Step 1: Understand the Concept:
The provided differential equation is a first-order linear differential equation. The solution process involves converting it to the standard form $\frac{dy}{dx} + P(x)y = Q(x)$ and then determining the integrating factor (I.F.).
Step 2: Key Formula/Approach:
The standard form for a linear differential equation is $\frac{dy}{dx} + P(x)y = Q(x)$.
The integrating factor is calculated using the formula: I.F. = $e^{\int P(x)dx}$.
Step 3: Detailed Explanation:
The given differential equation is:
\[ (x \log_e x) \frac{dy}{dx} + y = 2\log_e x \]
To transform this into the standard form, divide the entire equation by $(x \log_e x)$:
\[ \frac{dy}{dx} + \frac{1}{x \log_e x} y = \frac{2\log_e x}{x \log_e x} \]
\[ \frac{dy}{dx} + \left(\frac{1}{x \log_e x}\right)y = \frac{2}{x} \]
Comparing this with the standard form $\frac{dy}{dx} + P(x)y = Q(x)$, we identify:
\[ P(x) = \frac{1}{x \log_e x} \]
Next, calculate the integrating factor:
\[ \text{I.F.} = e^{\int P(x)dx} = e^{\int \frac{1}{x \log_e x} dx} \]
To solve the integral $\int \frac{1}{x \log_e x} dx$, employ the substitution method.
Let $t = \log_e x$. Differentiating with respect to $x$, we get $dt = \frac{1}{x} dx$.
The integral transforms to:
\[ \int \frac{1}{t} dt = \ln|t| = \ln(\log_e x) \]
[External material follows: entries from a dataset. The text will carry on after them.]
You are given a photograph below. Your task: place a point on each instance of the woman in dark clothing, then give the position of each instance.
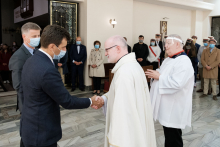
(14, 47)
(191, 51)
(5, 56)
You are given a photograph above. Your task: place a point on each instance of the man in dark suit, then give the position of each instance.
(77, 55)
(196, 59)
(129, 48)
(44, 91)
(141, 51)
(160, 44)
(61, 65)
(31, 38)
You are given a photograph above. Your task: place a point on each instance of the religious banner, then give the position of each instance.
(163, 28)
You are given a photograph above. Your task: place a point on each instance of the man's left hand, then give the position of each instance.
(208, 68)
(59, 64)
(152, 74)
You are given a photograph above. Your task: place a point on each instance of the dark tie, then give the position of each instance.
(34, 51)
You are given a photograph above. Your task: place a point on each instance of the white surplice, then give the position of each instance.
(171, 95)
(151, 57)
(129, 120)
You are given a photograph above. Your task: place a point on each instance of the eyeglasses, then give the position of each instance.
(106, 50)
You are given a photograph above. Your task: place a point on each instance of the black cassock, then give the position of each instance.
(141, 51)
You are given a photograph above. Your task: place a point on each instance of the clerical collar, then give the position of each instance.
(121, 57)
(178, 54)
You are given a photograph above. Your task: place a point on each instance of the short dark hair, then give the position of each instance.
(97, 42)
(53, 34)
(141, 36)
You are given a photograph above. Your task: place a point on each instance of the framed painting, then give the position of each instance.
(163, 28)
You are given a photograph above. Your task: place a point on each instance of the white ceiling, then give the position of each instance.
(184, 4)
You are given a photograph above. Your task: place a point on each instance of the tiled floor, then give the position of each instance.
(85, 128)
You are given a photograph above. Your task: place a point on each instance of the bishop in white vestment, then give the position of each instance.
(171, 92)
(129, 120)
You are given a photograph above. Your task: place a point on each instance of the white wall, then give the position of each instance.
(197, 25)
(147, 19)
(40, 8)
(99, 12)
(207, 18)
(6, 9)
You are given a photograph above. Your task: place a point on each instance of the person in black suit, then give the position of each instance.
(141, 51)
(160, 44)
(129, 48)
(43, 92)
(31, 38)
(77, 55)
(61, 65)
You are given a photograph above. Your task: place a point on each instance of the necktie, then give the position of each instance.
(34, 51)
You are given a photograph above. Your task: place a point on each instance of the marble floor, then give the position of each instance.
(85, 128)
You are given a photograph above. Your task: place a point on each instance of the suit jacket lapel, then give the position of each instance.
(26, 51)
(214, 50)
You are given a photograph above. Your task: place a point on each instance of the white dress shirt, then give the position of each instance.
(53, 64)
(78, 50)
(47, 55)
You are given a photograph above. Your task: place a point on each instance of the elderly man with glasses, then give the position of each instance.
(129, 121)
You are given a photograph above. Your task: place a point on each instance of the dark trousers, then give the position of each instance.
(24, 145)
(219, 79)
(5, 75)
(77, 69)
(155, 65)
(173, 137)
(97, 83)
(196, 71)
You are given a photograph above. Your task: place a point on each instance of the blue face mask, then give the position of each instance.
(61, 55)
(152, 43)
(78, 42)
(97, 46)
(34, 42)
(211, 45)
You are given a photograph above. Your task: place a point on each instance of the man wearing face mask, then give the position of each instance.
(61, 64)
(210, 61)
(199, 55)
(31, 38)
(44, 92)
(141, 51)
(129, 48)
(160, 44)
(77, 55)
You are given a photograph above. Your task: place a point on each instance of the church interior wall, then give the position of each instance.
(99, 13)
(137, 18)
(147, 19)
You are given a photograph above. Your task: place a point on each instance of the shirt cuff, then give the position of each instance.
(104, 97)
(90, 102)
Substitute this result back into the integrating factor formula:
\[ \text{I.F.} = e^{\ln(\log_e x)} \]
Applying the property $e^{\ln u} = u$, we obtain:
\[ \text{I.F.} = \log_e x \]
Step 4: Final Answer:
The integrating factor for the given differential equation is $\log_e x$.